Pada
kesempatan kali ini penulis akan menyajikan atau menampilkan kembali isi pidato
salah seorang proklamator kita yaitu Drs. Mohammad Hatta yang berjudul “Indonesia
Vrij” (Indonesia Merdeka). Pidato ini disampaikannya di depan pengadilan
Belanda tepatnya di Den Haag pada tahun 1927, sebagai pembelaan atas dirinya
yang saat itu sedang diadili atas tuduhan menjadi anggota perhimpunan
terlarang, terlibat dalam pemberontakan, dan menghasut untuk menentang Kerajaan
Belanda. Berkat pidatonya yang menggilang ini, Muhammad Hatta pada akhirnya
dibebaskan dari segala tuduhan.
Hal
ini bisa juga kita jadikan perbandingan antara pengadilan di Belanda dengan di
Hindia Belanda pada waktu itu. Soekarno juga pernah diadili di pengadilan
Bandung dan membuat sebuah pidato pembelaan yang memukau dengan judul
“Indonesia Menggugat”. Tetapi hasilnya, Soekarno dihukum 4 tahun penjara. Bisa
dilihat bahwa pengadilan di Negara merdeka (Belanda) lebih memperlakukan semua
orang sama di mata hukum, sedangkan di negara jajahan (Hindia Belanda), sehebat
apapun pembelaannya, pegadilan tetap menjatuhkan vonis hukuman.
Penulis
sengaja menyajikan kembali isi pidato Muhammad Hatta karena penulis sendiri
merasa kesulitan menemukan pidato “Indonesia Vrij” ini di dunia maya. Berbeda
dengan “Indonesia Mengunggat” Yang sudah banyak terdapat di dunia maya. Semoga
tulisan ini dapat membantu teman-teman yang juga mengalami kesulitan yang sama
dnegan penulis.
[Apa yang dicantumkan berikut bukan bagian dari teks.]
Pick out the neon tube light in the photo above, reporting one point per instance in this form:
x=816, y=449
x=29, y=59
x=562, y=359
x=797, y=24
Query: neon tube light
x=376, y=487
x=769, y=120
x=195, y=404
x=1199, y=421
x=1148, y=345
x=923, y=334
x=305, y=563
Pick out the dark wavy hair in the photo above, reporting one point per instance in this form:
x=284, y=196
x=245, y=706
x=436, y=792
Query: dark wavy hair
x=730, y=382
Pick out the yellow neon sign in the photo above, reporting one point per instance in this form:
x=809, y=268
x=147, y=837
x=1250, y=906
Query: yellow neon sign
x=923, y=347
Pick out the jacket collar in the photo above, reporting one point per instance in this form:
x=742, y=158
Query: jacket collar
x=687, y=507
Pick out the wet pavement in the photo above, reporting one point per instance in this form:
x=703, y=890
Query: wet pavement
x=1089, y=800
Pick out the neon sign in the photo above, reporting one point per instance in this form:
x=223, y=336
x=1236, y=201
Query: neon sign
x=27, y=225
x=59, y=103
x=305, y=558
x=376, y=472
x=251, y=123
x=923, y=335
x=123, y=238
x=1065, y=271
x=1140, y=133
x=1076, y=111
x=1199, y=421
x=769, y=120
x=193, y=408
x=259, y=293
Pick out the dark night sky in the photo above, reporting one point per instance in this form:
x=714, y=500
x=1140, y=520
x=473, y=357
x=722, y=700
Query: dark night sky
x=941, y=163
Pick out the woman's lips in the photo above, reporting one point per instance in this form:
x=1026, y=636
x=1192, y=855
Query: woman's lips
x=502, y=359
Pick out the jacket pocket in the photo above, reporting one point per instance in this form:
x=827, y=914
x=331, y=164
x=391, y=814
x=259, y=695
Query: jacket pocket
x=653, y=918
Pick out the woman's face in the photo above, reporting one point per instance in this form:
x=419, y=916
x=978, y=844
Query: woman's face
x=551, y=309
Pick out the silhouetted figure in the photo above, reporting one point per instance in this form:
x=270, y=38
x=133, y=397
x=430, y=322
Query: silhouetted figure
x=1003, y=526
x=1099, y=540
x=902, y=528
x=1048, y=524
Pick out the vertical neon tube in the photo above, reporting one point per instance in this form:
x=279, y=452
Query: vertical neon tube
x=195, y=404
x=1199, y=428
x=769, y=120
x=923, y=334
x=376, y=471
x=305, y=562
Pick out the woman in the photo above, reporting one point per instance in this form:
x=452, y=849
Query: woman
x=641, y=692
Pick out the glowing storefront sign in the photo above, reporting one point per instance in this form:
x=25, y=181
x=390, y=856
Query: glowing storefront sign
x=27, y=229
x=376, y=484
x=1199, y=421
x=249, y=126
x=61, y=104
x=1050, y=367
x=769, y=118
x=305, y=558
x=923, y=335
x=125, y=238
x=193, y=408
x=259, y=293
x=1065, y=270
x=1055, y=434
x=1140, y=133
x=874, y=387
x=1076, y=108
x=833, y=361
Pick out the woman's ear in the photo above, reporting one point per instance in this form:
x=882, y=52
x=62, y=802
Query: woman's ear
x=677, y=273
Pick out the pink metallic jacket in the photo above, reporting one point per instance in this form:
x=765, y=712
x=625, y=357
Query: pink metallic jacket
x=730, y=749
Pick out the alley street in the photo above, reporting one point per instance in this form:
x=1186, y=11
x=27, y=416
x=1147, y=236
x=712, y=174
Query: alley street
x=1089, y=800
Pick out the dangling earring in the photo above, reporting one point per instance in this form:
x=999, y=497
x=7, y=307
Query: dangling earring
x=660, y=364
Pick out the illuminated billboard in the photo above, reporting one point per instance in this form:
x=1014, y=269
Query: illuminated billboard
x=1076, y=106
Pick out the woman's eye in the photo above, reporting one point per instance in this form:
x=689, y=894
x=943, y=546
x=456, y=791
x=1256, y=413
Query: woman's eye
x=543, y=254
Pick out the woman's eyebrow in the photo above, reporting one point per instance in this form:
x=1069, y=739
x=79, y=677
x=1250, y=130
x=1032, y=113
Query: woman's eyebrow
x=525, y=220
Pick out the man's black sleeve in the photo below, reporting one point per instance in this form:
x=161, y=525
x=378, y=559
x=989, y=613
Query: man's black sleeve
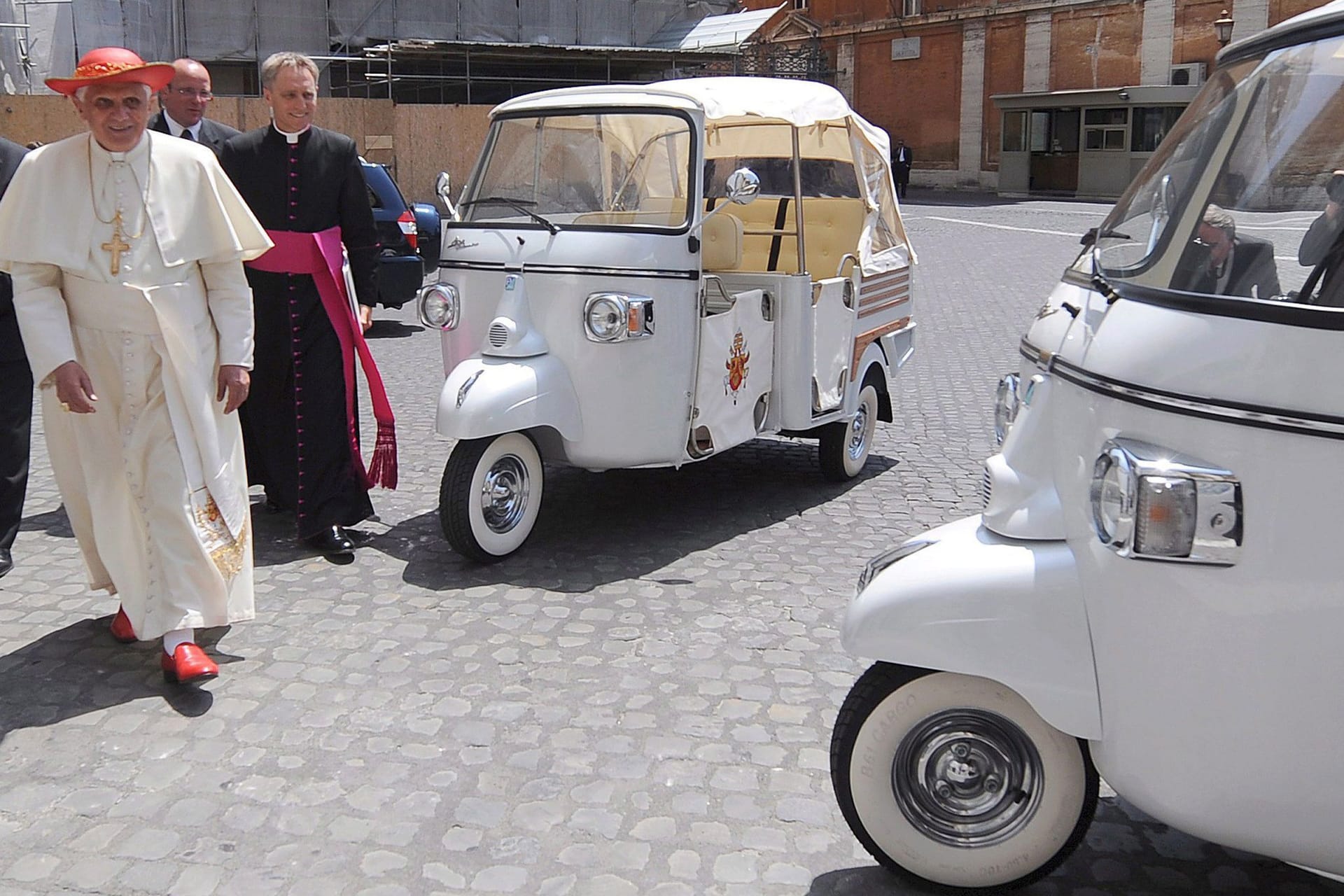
x=359, y=232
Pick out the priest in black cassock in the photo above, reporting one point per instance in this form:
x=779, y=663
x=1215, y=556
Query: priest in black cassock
x=300, y=424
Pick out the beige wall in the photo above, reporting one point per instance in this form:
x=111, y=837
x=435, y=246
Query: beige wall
x=417, y=141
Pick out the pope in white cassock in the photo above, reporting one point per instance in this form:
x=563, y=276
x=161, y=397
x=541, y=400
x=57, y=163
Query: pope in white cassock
x=127, y=251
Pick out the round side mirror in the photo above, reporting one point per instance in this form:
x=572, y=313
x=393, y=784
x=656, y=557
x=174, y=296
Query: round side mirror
x=743, y=186
x=444, y=190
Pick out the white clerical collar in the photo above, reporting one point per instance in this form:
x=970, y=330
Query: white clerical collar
x=175, y=130
x=136, y=153
x=289, y=137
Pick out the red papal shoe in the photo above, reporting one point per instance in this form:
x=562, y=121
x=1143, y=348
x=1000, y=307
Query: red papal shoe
x=187, y=665
x=121, y=629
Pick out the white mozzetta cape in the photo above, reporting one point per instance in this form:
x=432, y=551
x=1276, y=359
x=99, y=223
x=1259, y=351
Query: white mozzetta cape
x=194, y=210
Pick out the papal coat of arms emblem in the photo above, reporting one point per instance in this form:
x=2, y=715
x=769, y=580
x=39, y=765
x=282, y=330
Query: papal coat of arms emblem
x=737, y=367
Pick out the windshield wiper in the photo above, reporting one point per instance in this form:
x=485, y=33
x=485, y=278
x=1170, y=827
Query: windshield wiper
x=1093, y=234
x=521, y=204
x=1098, y=280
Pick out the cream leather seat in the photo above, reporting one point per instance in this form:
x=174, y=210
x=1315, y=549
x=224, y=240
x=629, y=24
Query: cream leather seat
x=721, y=244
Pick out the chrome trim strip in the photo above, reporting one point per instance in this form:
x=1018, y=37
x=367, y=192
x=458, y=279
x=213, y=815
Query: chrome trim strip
x=577, y=269
x=1265, y=418
x=867, y=311
x=867, y=298
x=1038, y=356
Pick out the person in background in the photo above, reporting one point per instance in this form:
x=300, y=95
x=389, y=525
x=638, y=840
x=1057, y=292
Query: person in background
x=901, y=162
x=15, y=396
x=1322, y=248
x=300, y=424
x=1236, y=265
x=125, y=248
x=182, y=108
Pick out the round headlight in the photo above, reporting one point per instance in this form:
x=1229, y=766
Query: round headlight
x=1006, y=406
x=605, y=316
x=440, y=307
x=1113, y=495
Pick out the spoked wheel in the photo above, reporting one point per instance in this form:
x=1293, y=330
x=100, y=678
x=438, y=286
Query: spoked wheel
x=491, y=495
x=844, y=447
x=956, y=780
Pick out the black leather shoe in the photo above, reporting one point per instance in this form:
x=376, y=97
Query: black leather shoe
x=334, y=542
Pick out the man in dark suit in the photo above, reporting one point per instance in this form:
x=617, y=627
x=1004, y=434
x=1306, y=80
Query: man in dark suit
x=183, y=108
x=307, y=187
x=1237, y=265
x=15, y=396
x=901, y=162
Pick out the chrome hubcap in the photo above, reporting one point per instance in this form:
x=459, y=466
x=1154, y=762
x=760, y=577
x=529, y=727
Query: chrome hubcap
x=859, y=433
x=967, y=778
x=504, y=493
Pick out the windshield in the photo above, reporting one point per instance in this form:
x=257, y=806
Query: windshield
x=585, y=169
x=1245, y=197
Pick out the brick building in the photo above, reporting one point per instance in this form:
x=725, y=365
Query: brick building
x=1025, y=96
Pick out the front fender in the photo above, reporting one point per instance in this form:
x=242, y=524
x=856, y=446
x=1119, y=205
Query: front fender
x=489, y=396
x=977, y=603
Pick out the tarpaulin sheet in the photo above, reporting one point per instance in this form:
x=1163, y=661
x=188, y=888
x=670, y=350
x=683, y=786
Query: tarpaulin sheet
x=292, y=24
x=491, y=20
x=428, y=20
x=370, y=19
x=220, y=30
x=554, y=22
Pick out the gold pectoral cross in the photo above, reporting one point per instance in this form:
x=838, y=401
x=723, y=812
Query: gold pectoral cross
x=116, y=245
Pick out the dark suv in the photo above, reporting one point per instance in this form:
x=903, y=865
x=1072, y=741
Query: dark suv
x=410, y=237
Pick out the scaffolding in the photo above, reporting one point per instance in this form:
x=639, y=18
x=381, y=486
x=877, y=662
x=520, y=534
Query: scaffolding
x=552, y=41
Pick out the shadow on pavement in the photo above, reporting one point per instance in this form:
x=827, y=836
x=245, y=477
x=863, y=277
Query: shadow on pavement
x=391, y=330
x=54, y=523
x=1126, y=853
x=81, y=669
x=974, y=199
x=597, y=528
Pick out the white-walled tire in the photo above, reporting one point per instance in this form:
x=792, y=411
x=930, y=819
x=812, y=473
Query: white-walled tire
x=491, y=496
x=956, y=780
x=844, y=448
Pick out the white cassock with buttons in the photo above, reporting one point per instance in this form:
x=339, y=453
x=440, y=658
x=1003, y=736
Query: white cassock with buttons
x=132, y=265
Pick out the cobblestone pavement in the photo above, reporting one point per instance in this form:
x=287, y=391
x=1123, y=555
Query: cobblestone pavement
x=638, y=703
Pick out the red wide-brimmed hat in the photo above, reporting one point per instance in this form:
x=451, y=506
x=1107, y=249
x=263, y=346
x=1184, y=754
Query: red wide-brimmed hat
x=113, y=65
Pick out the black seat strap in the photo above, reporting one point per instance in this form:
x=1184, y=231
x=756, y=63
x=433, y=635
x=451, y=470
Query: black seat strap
x=777, y=241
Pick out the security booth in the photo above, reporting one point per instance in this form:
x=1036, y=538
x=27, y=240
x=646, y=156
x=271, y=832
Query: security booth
x=1084, y=143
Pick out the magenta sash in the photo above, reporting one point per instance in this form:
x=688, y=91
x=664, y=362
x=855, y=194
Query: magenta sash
x=320, y=257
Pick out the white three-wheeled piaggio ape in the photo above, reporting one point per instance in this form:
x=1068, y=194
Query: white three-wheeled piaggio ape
x=648, y=276
x=1154, y=592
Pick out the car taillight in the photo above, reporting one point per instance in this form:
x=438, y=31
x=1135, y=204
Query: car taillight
x=407, y=223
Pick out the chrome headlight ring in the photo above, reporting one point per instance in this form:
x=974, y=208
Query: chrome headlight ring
x=440, y=307
x=617, y=317
x=1152, y=503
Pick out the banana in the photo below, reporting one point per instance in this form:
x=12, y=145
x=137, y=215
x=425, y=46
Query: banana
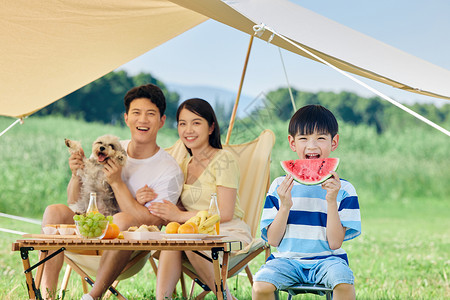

Disamping itu penulis juga berharap kaum muda Indonesia dapat
kembali menelaah pemikiran bung Hatta melalui pidatonya ini.
Artikel
ini bersumber dari buku “Untuk Negeriku: sebuah otobiografi jilid 1” yang
ditulis oleh Muhammad Hatta sendiri. Artikel ini juga hanya menyajikan pidato
bung Hatta bagian awal dan akhirnya saja, karena jika dituliskan semuanya maka
akan memakan waktu Tiga setengah jam untuk membacanya, seperti yang diungkapkan
Muhammad Hatta sendiri. Mungkin akan terdapat perbedaan bahasa Indonesia yang
digunakan pada masa dahulu dengan masa sekarang dan akan ada beberapa kalimat
yang mungkin terdengar asing untuk pembaca di zaman sekarang, jadi dibutuhkan
kecermatan untuk membacanya.
“INDONESIA VRIJ”
“yang Mulia Tuan-tuan
Ketua dan Hakim!
“tatkala dalam tahun
1924 redaksi Indonesia Merdeka
menulis kata pendahuluan untuk tahun baru, kata-kata yang berikut keluar dari
pena-nya: ‘Indonesia Merdeka’ menjadi suara mahasiswa muda Indonesia, suara
yang barangkali belum diperhatikan oleh yang berkuasa, tetapi suatu kali akan
didengarnya. Tidak dengan tidak ada kesalahan suara itu diabaikan saja sebab di
belakang suara itu ada kemauan yang tegas untuk terus mencapai hak-hak yang
cepat atau lambat akan menegakkan dalam dunia ini suatu Indonesia Merdeka.
“Sedikit mereka menduga
bahwa masa itu begitu cepat ada balasannya, terutama dalam lingkungan yang
memerintah. Lebih kurang diduga bahwa suara itu begitu cepat dibawa ke muka
pengadilan. Aku sekarang berdiri di muka Tuan-Tuan yang mulia, Presiden dan Hakim,
untuk mempertanggungjawabkan tujuan dan perjuangan Perhimpunan Indonesia dan
membenarkan tujuan dan perjuangan itu dari pandanganku”.
“Yang mulia Tuan-tuan
Presiden dan para Hakim.”
“Hanya satu yang hendak
kuterangkan dengan ringkas, yaitu bagaimana pendirian Perhimpunan Indonesia
terhadap kekerasan, perkosaan. Baik dalam statutanya maupun dalam keterangan
dasarnya, tidak ada anasir kekerasan. Belum pernah dikehendakinya tindakan
kekerasan. Belum pernah ia berkata untuk tindakan kekerasan. Tetapi, yang
pernah ada ialah bahwa ia bicara tentang kekerasan.
Dengan menganalisa
perhubungan kolonial, Perhimpunan Indonesia memperoleh suatu kenyataan bahwa
perhubungan itu dikuasai oleh dua tenaga yang bertentangan tujuannya, yaitu
pendirian Nederland yang mau mempertahankan penjajahannya apapun yang akan
terjadi dan tujuan Indonesia ke jurusan merdeka sama sekali. Dan ini
menimbulkan keyakinan padanya bahwa kemerdekaan Indonesia hanya dapat diperoleh
dengan kekerasan. Tetapi, hal ini bukanlah suatu pendapat yang luar biasa.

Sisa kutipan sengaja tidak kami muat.